Abbreviations: CV, coefficient of variation; C_max; maximum plasma concentration; T_max, the time at which maximum plasma concentration was achieved; C_avg, average plasma concentration; AUC, area under the curve concentration; t_1/2, elimination half-life.

Clinical Studies

The efficacy and safety of GTS for CINV were evaluated in two randomized, double-blind, double-dummy, parallel-group, multicenter, premarketing studies: one was a phase II study (n = 171) for single-day MEC, whose results are available from as an abstract²⁹ and the other was a pivotal noninferiority phase III trial for multiday HEC and MEC.³⁰ Recently, two more Korean studies have been published.
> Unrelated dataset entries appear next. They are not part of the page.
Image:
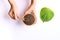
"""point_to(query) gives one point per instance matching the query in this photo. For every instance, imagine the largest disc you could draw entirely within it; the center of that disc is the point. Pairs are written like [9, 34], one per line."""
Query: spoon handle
[31, 7]
[13, 10]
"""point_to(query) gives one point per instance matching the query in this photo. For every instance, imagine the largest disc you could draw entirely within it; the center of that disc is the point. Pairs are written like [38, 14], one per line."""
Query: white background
[16, 30]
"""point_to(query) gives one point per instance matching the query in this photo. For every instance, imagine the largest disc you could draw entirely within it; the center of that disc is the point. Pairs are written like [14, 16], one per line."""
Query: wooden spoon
[13, 11]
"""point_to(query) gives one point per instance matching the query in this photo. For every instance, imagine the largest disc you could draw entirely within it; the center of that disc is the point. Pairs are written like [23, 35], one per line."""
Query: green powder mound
[46, 14]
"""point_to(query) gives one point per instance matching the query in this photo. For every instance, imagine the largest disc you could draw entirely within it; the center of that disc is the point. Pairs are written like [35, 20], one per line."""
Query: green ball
[46, 14]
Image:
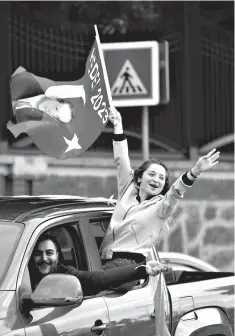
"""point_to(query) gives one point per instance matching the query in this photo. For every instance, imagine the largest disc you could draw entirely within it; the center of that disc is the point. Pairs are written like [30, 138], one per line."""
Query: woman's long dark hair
[138, 173]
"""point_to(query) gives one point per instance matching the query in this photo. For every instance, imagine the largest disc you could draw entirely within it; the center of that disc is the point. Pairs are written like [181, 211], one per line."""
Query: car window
[65, 241]
[9, 237]
[99, 227]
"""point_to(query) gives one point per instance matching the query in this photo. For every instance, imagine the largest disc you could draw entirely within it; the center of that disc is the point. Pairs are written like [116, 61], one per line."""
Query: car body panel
[186, 262]
[129, 314]
[69, 321]
[207, 293]
[10, 322]
[197, 324]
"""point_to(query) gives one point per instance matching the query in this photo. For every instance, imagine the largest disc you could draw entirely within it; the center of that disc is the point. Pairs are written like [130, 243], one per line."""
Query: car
[197, 303]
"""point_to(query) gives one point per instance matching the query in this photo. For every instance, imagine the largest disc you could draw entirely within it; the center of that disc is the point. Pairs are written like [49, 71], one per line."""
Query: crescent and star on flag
[68, 91]
[63, 119]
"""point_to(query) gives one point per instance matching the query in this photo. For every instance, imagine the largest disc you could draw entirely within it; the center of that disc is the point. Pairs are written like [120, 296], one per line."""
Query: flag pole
[103, 66]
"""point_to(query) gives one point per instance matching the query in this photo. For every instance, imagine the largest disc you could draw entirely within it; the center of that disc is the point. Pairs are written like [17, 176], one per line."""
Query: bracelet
[192, 174]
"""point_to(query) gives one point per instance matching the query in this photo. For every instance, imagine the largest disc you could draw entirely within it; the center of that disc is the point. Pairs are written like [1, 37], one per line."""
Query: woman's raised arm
[186, 181]
[120, 151]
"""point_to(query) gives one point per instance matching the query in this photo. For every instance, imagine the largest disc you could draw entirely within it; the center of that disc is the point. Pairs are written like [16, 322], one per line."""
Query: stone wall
[203, 229]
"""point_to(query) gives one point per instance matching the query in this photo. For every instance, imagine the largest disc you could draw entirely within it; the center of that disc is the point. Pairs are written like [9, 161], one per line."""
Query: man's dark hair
[138, 173]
One was an open-label, noninferiority phase III trial for MEC.³⁰ The other was an open-label, cross-over, noninferiority phase IV trial that compared the efficacy of GTS with palonosetron for MEC.³² The results of all three published studies showed noninferiority of GTS. We summarize the outline in Table 2 and describe it in the “Efficacy” section.^30–32 These studies did not permit for dosing NK-1 receptor antagonist, as it was not available in some participating centers at the time of study commencement.

Table 2

Characteristics of published randomized controlled trials evaluating the efficacy of prophylactic transdermal granisetron.
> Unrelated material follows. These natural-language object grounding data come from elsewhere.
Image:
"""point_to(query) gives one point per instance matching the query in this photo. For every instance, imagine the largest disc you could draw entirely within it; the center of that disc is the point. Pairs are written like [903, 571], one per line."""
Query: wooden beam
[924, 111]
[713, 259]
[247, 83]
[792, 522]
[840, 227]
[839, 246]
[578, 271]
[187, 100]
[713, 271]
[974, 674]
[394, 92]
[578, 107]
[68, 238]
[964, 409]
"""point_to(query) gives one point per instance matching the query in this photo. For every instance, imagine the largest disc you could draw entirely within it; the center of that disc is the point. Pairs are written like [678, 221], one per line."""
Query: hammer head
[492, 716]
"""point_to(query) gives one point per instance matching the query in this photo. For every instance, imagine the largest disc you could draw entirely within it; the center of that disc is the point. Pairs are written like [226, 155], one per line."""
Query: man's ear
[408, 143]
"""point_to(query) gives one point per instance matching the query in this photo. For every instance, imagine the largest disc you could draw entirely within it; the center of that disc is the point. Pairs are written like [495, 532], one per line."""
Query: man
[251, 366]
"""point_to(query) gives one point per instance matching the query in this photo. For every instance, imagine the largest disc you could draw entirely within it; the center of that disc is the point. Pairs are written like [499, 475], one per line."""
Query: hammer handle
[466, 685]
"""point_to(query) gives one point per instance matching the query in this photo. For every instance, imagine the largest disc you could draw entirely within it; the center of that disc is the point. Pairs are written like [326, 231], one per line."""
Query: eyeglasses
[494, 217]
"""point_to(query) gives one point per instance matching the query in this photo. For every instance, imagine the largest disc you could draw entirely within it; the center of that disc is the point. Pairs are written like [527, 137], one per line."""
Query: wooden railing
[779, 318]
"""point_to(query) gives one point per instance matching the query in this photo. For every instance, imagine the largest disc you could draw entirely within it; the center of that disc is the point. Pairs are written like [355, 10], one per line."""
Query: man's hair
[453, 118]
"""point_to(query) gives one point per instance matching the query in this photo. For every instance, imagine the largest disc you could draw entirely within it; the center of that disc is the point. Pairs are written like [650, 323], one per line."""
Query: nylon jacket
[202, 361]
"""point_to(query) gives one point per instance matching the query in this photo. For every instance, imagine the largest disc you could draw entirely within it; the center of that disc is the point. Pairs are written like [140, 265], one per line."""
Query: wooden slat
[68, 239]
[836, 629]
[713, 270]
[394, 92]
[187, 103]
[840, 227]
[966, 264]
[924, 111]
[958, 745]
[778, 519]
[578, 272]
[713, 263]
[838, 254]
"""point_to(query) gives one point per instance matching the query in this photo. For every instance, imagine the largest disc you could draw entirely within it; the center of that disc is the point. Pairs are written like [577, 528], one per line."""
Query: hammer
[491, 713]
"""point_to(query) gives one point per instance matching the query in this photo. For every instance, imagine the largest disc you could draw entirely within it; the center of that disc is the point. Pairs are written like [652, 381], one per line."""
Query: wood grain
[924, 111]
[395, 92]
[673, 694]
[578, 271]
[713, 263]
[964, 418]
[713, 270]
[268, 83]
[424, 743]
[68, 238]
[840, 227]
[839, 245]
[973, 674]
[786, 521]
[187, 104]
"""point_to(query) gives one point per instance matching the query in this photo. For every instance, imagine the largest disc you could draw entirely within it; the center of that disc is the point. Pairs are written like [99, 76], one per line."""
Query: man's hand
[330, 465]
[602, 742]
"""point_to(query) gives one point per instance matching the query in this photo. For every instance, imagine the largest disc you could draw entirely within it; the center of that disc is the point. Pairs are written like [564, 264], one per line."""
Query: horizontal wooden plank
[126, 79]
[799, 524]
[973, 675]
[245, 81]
TRIAL	STUDY DESIGN	INTERVENTION	EFFICACY SAMPLE SIZE, n	CHEMOTHERAPY	PROPHYLACTIC CORTICOSTEROID	FEMALE, %	ALCOHOL NON-USER, %	CHEMOTHERAPY-NAIVE, %	PRIMARY ENDPOINT	CR RATE^a, %	CC RATE^b, %	TC RATE^c, %
Boccia et al.³¹	Double-blind, non-inferiority, parallel	(1) Transdermal granisertron, 7 days (2) Daily oral 2 mg granisetron, 3–5 days	(1) 308 (2) 313	HEC (72%) and MEC (28%), 3–5 days^§	Permitted: (1) 61% (2) 62%	(1) 52 (2) 51	(1) 69 (2) 72	(1) 72 (2) 70	CC rate^b, overall period (positive)	(1) 60 (2) 65^d	(1) 62 (2) 68^d	(1) 56 (2) 59^d
Kim et al.³²	Non-inferiority, parallel	(1) Transdermal granisertron, 4 days (2) Intravenous 3 mg on day 1 and oral 2 mg granisetron on days 2, 3	(1) 130 (2) 131	MEC, mostly 3 days (79%)	10 mg dexamethasone on day 1	(1) 39 (2) 37	(1) 99 (2) 98	(1) 60 (2) 61	CR rate^a, overall period (positive)	(1) 75 (2) 75^d	(1) 70 (2) 73^d	data not available
Seol et al.³³	Non-inferiority, crossocver	(1) Transdermal granisetron, 7 days (2) 0.25 mg palonosetron on day 1	(1) 165 (2) 168	MEC, 3 days	10 mg dexamethasone on day 1	38	88	92	CR rate^a, acute phase (positive)	(1) 71 (2) 75^e	(1) 69 (2) 73^e	(1) 56 (2) 63^e

The percentage of patients achieving no vomiting, no retching, and no use of rescue medication.

The percentage of patients achieving no vomiting, no retching, no more than mild nausea, and no use of rescue medication.

The percentage of patients achieving no vomiting, no retching, no nausea, and no use of rescue medication.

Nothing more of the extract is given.